This study demonstrated the relationship between pVHL and the induction of neuronal function in SH-SY5Y cells by both overexpression and inhibition of pVHL. VHL-expressing cells, especially VHL19 cells, showed neurite-like processes with varicosities, which indicate the morphological phenotype of mature neurons. These cells also distinctly expressed the neuronal structural protein NFH and the neurotransmitter NPY. Expression of NFH was colocalized with that of pVHL. These cells also demonstrated potassium- and carbachol-evoked NPY release into the culture medium, as well as increased basal NPY release. This result suggests that VHL-expressing cells had acquired regulated neurosecretion competence. This neurosecretion response was a calcium-dependent one, which indicates calcium influx in response to depolarizing stimuli at neuronal voltage-gated calcium channels (33). When whole-cell currents were recorded under voltage-clamp conditions, VHL-expressing cells had large voltage-gated fast sodium currents and large fast delayed rectifier potassium (Kv) currents compatible with those of mature neurons. In addition, none of the VHL-expressing cells showed EAG channel currents. This result suggests that pVHL down-regulates EAG channels, which have been associated with cell proliferation and the termination of differentiation (21). In all of the experiments in this study, VHL19 cells showed the most influential effects related to neuronal differentiation. pVHL19 is known to have bioactivity in the induction of neuronal function as well as in other functions, as demonstrated previously (5).

In contrast, VHL-inhibited cells showed decreased expression of NPY and NFH, and significantly lower potassium channel currents compared with wild-type and empty controls.
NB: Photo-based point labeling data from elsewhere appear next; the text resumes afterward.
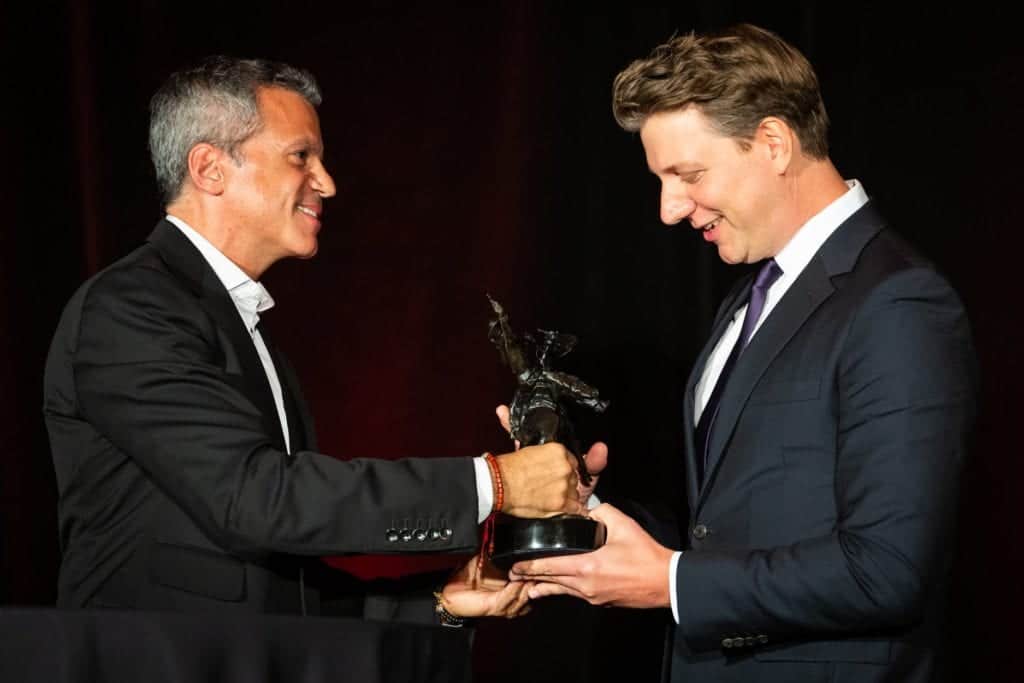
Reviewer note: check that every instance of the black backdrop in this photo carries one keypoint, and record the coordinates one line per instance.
(474, 152)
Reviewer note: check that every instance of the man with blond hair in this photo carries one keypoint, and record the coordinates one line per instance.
(825, 419)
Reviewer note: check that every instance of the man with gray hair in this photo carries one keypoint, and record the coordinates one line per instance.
(184, 455)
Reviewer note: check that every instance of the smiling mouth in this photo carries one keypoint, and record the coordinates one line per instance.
(710, 225)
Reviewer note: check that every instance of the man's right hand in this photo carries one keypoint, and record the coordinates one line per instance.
(540, 481)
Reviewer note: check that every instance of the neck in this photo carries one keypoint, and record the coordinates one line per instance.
(220, 233)
(810, 186)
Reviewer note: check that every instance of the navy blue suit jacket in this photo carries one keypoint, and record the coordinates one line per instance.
(819, 545)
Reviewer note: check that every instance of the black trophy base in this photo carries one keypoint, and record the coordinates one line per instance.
(517, 539)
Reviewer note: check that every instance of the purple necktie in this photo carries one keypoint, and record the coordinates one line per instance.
(766, 276)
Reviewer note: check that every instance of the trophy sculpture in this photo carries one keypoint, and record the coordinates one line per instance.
(538, 416)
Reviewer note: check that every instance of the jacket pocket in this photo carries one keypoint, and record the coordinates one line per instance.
(198, 570)
(859, 651)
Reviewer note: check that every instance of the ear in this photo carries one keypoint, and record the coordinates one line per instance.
(779, 142)
(206, 168)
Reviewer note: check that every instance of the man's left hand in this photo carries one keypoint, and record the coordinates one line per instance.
(631, 569)
(482, 591)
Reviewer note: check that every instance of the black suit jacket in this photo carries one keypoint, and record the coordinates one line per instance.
(175, 487)
(820, 542)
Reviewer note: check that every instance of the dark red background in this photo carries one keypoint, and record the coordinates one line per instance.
(474, 152)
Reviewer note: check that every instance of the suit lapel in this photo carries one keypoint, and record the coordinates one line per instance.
(726, 313)
(837, 256)
(241, 355)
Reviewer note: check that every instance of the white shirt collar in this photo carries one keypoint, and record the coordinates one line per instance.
(805, 244)
(250, 297)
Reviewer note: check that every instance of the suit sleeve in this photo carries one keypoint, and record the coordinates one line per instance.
(905, 384)
(150, 375)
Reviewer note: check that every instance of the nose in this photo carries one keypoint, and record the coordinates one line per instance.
(675, 204)
(322, 181)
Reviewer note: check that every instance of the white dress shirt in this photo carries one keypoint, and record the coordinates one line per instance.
(251, 298)
(793, 258)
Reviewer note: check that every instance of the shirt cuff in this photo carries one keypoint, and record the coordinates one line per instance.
(484, 489)
(673, 564)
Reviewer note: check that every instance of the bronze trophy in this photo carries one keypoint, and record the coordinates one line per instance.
(538, 416)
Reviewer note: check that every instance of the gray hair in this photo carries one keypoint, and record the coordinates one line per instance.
(213, 102)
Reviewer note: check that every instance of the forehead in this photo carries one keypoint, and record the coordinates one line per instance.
(680, 138)
(286, 114)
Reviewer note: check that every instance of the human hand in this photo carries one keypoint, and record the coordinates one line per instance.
(631, 569)
(596, 459)
(478, 589)
(540, 481)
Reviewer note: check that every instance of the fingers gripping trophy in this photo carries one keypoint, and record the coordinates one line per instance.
(539, 415)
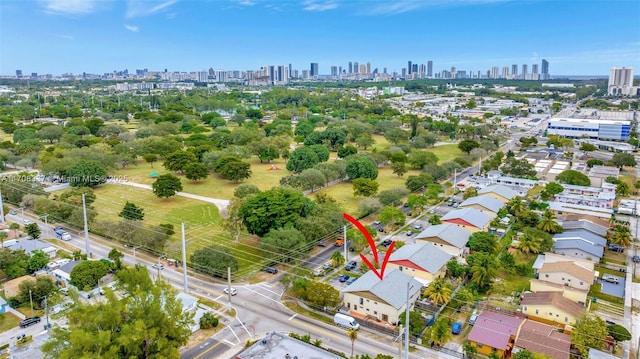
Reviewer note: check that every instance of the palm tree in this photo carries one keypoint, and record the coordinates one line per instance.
(353, 335)
(548, 223)
(337, 259)
(528, 244)
(438, 292)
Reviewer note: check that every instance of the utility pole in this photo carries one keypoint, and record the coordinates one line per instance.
(229, 286)
(86, 227)
(31, 301)
(1, 208)
(184, 262)
(344, 236)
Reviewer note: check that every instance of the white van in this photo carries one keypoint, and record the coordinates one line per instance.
(346, 321)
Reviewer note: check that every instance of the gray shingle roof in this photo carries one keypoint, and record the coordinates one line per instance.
(596, 251)
(470, 215)
(586, 225)
(485, 201)
(427, 256)
(582, 234)
(503, 191)
(392, 289)
(448, 232)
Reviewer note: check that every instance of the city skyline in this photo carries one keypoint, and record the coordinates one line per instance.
(70, 36)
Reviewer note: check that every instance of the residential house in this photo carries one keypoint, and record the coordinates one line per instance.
(550, 307)
(384, 299)
(63, 274)
(544, 339)
(586, 225)
(485, 204)
(500, 192)
(579, 249)
(29, 246)
(448, 237)
(422, 261)
(494, 333)
(581, 234)
(468, 218)
(568, 278)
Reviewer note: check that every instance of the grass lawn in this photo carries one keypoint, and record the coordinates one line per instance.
(446, 153)
(8, 321)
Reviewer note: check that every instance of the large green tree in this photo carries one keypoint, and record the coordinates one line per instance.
(214, 260)
(589, 331)
(148, 322)
(166, 186)
(274, 208)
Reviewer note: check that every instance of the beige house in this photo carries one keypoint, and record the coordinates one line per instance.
(568, 278)
(384, 299)
(448, 237)
(550, 308)
(422, 261)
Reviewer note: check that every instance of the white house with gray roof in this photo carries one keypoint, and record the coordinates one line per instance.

Moreover, EAG currents were larger in many VHL-inhibited cells compared with those in the controls. Inhibition of pVHL would thus seem to activate EAG channels and cell growth.
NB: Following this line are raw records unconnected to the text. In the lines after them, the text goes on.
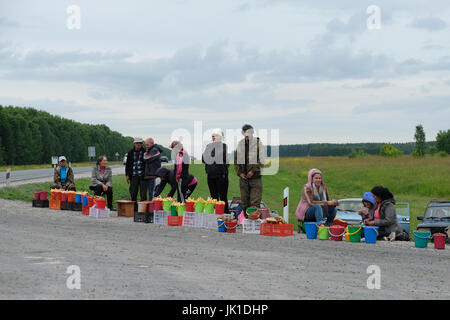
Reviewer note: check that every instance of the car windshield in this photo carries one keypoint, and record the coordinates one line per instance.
(438, 212)
(350, 205)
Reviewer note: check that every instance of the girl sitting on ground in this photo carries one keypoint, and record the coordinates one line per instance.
(315, 204)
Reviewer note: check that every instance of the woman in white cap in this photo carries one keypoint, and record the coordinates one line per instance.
(63, 177)
(134, 171)
(216, 167)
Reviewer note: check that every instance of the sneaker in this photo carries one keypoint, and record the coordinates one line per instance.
(391, 237)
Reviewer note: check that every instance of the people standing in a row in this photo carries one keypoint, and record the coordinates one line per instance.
(63, 177)
(216, 167)
(181, 167)
(134, 171)
(248, 163)
(152, 162)
(101, 180)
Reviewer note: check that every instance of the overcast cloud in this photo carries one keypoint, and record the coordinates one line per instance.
(312, 69)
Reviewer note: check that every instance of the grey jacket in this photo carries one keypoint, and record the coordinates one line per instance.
(99, 179)
(388, 217)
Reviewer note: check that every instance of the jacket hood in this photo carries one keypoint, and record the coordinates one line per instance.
(368, 196)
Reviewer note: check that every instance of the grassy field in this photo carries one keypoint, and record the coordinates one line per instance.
(412, 180)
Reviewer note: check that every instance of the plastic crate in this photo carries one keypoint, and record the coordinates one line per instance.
(276, 230)
(251, 226)
(98, 213)
(85, 210)
(40, 203)
(54, 204)
(174, 220)
(160, 217)
(143, 217)
(189, 219)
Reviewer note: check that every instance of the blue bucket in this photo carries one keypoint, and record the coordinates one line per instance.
(371, 234)
(221, 226)
(311, 229)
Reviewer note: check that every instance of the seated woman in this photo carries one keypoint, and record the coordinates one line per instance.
(315, 204)
(63, 177)
(385, 216)
(169, 176)
(101, 182)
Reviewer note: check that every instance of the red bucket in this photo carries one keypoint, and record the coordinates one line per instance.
(337, 232)
(90, 201)
(151, 206)
(43, 195)
(101, 203)
(439, 240)
(158, 205)
(220, 208)
(339, 222)
(190, 206)
(231, 226)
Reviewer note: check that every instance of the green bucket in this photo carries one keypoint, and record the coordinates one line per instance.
(181, 209)
(421, 239)
(354, 233)
(167, 204)
(199, 207)
(209, 207)
(323, 233)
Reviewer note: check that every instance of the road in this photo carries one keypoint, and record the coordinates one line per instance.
(27, 175)
(120, 259)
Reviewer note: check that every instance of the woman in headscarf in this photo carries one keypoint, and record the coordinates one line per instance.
(315, 204)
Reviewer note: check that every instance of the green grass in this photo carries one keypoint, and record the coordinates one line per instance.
(410, 179)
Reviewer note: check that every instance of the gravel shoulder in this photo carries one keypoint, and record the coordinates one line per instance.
(120, 259)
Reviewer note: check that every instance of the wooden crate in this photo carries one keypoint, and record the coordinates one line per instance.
(125, 208)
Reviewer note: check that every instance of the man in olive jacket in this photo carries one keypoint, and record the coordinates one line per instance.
(248, 164)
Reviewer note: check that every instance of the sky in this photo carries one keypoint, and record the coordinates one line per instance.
(316, 71)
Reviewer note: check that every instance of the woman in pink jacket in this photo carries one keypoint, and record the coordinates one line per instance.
(315, 204)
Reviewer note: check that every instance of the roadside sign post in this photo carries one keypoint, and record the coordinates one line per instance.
(54, 161)
(286, 204)
(91, 152)
(8, 176)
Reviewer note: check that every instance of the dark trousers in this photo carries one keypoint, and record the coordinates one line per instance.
(251, 193)
(218, 188)
(98, 191)
(138, 184)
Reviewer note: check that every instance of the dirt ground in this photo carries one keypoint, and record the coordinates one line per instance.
(121, 259)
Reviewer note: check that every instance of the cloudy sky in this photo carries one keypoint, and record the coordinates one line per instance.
(312, 69)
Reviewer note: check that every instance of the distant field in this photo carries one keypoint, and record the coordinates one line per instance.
(410, 179)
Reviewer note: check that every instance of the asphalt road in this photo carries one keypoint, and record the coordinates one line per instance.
(120, 259)
(26, 175)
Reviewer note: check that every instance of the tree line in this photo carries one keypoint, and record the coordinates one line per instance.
(30, 136)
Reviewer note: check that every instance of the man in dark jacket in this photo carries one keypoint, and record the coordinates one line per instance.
(216, 167)
(134, 171)
(152, 162)
(248, 164)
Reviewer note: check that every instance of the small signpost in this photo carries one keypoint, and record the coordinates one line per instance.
(91, 152)
(54, 161)
(8, 176)
(286, 204)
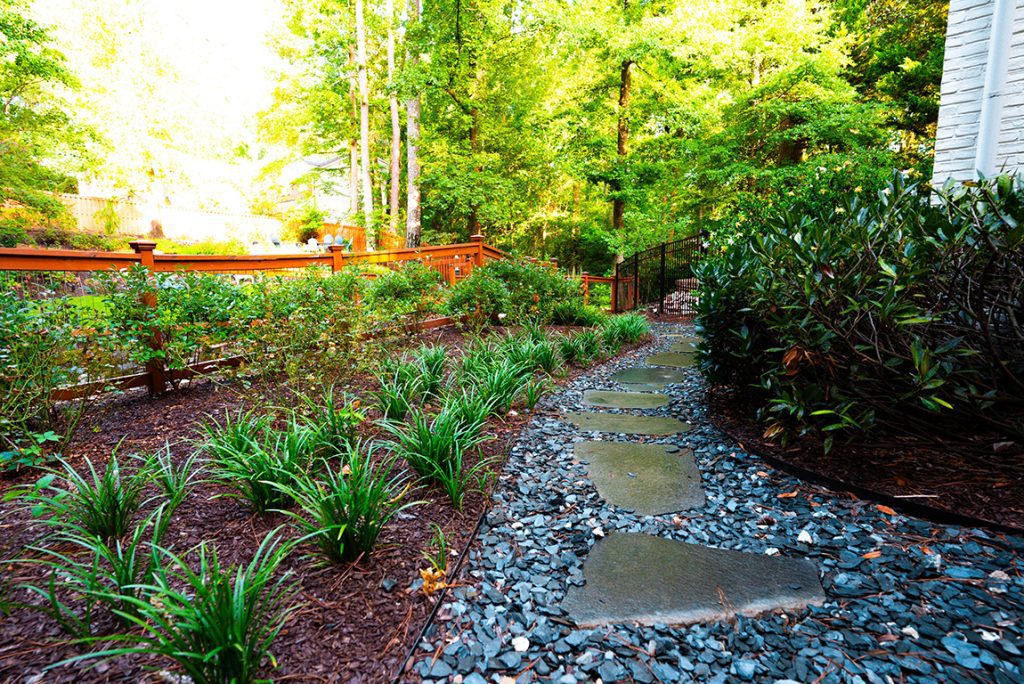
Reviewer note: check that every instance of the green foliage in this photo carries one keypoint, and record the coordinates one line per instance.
(435, 447)
(216, 623)
(257, 464)
(87, 571)
(411, 288)
(343, 510)
(859, 317)
(100, 504)
(574, 312)
(625, 329)
(334, 423)
(481, 297)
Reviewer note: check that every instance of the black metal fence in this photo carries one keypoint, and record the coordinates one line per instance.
(660, 279)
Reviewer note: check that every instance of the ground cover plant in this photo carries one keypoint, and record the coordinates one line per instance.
(887, 312)
(219, 466)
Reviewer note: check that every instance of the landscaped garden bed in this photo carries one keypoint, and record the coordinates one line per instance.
(308, 481)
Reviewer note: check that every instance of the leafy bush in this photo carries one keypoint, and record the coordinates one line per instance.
(884, 311)
(574, 312)
(98, 504)
(481, 297)
(410, 288)
(344, 510)
(216, 623)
Cells overexpressing pVHL with a mutated β-domain did not show morphological neuronal changes and did not influence expression of NPY and NFH. These results suggest this domain to be indispensable for the induction of neuronal function.

These findings show that pVHL is essential for neuronal properties inherent in human neuroblastoma cells and suggest that this protein has a unique potential to cause the differentiation resulting in functional neuron-like cells morphologically, biochemically, and physiologically.

The relationship between the VHL gene and cellular differentiation is supported by previous findings as well. VHL expression morphologically induced the cellular differentiation of renal cell carcinoma cells into the epithelial phenotype of renal tubular cells (34). We found recently that the VHL gene was involved in the neuronal differentiation of rodent neural progenitor cells (14). Basic helix-loop-helix transcription factors including MASH-1 (35) and NeuroD (36), as well as SOX-1 (37), a HMG-box protein related to SRY, were found to be the independent inducers of neuronal function and the determination factors of neural fate. Here we showed similarly that pVHL made a critical contribution to neuronal differentiation in SH-SY5Y cells and allowed these cells to function as mature neuron-like cells.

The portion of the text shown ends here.